I typically ask it to start with some short, verbatim quotes of sources it found online (if relevant), as this grounds the context into “real” information, rather than hallucinations. It works fairly well in situations where this is relevant (I recently went through a whole session of setting up Cloudflare Zero Trust for our org, this was very much necessary).
Note that this is not relevant for reasoning models, since they will think about the problem in whatever order it wants to before outputting the answer. Since it can “refer” back to its thinking when outputting the final answer, the output order is less relevant to the correctness. The relative robustness is likely why openai is trying to force reasoning onto everyone.
This is misleading if not wrong. A thinking model doesn’t fundamentally work any different from a non-thinking model. It is still next token prediction, with the same position independence, and still suffers from the same context poisoning issues.
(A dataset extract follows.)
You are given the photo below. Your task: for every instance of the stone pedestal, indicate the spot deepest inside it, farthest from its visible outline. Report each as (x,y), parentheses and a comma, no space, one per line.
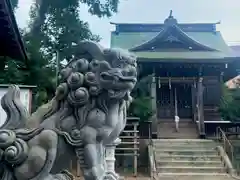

It’s just that the “thinking” step injects this instruction to take a moment and consider the situation before acting, as a core system behavior.
But specialized instructions to weigh alternatives still works better as it ends up thinking about thinking, thinking, then making a choice.
I think you are misleading as well. Thinking models do recursively generate the final “best” prompt to get the most accurate output. Unless you are genuinely giving new useful information in the prompt, it is kind of useless to structure the prompt in one way or another because reasoning models can generate intermediate steps that give best output. The evidence on this is clear - benchmarks reveal that thinking models are way more performant.
Furthermore, the opposite behavior is very, very bad. Ask it to give you an answer and justify it, it will output a randomish reply and then enter bullshit mode rationalizing it.
Ask it to objectively list pros and cons from a neutral/unbiased perspective and then proclaim an answer, and you’ll get something that is actually thought through.
It's one year old. Curious how much of it is irrelevant already. Would be nice to see it updated.
This is written for the 3 models (Sonnet, Haiku, Opus 3). While some lessons will be relevant today, others will not be useful or necessary on smarter, RL’d models like Sonnet 4.5.
> Note: This tutorial uses our smallest, fastest, and cheapest model, Claude 3 Haiku. Anthropic has two other models, Claude 3 Sonnet and Claude 3 Opus, which are more intelligent than Haiku, with Opus being the most intelligent.
Yes, Chapters 3 and 6 are likely less relevant now. Any others? Specifically assuming the audience is someone writing a prompt that’ll be re-used repeatedly or needs to be optimized for accuracy.
I really struggle to feel the AGI when I read such things. I understand this is all of year old. And that we have superhuman results in mathematics, basic science, game playing, and other well-defined fields. But why is it difficult to impossible for LLMs to intuit and deeply comprehend what it is we are trying to coax from them?
Is there an up to date version of this that was written against their latest models?